Closed 0x4d4c closed 1 year ago
您好,我已经收到您的周报,周报收取截止时间为每周二下午八点,八点后将截止收取,请按时发送您的周报,谢谢!
Hi, @0x4d4c!
I think I was able to fix the issue in a way that shouldn't disrupt normal extraction. I decided to add a new regex expression to the strip
parameter. You can see an example of my solution below. Since most URLs do not contain whitespace, this new code will extract anything that follows the pattern: whitespace + /\ + character
, so something like https://example.com/f
should still work.
If you run into any issues, feel free to let me know. I'll ping you when a new version is available from PyPi so you can test out this new addition.
Example:
import iocextract
def locate_url():
data = "command.exe https://pypi.org/project/iocextract/ /f /n /a \s ///xhh /no \\\\f /d \a"
return list(iocextract.extract_unencoded_urls(data, strip=True))
print(locate_url()) # => ['https://pypi.org/project/iocextract/']
I'll close this issue as soon as the new release is out.
You can download the new version from PyPi now.

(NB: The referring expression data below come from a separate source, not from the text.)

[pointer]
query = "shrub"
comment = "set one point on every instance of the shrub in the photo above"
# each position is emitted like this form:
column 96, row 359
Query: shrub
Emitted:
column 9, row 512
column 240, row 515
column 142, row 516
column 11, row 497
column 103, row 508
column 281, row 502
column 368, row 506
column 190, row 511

New release: https://pypi.org/project/iocextract/1.13.2/
Wow, that was blazing fast! I tested the new release from PyPI and my sample files are processed correctly now. Thank you very much!
I'm parsing input containing examples of PowerShell or cmd.exe command lines. When a command flag with a slash comes after an URL, then the flag is included in the extracted URL.
Here is an example:
The trailing
/f
should not be included in the extracted URL.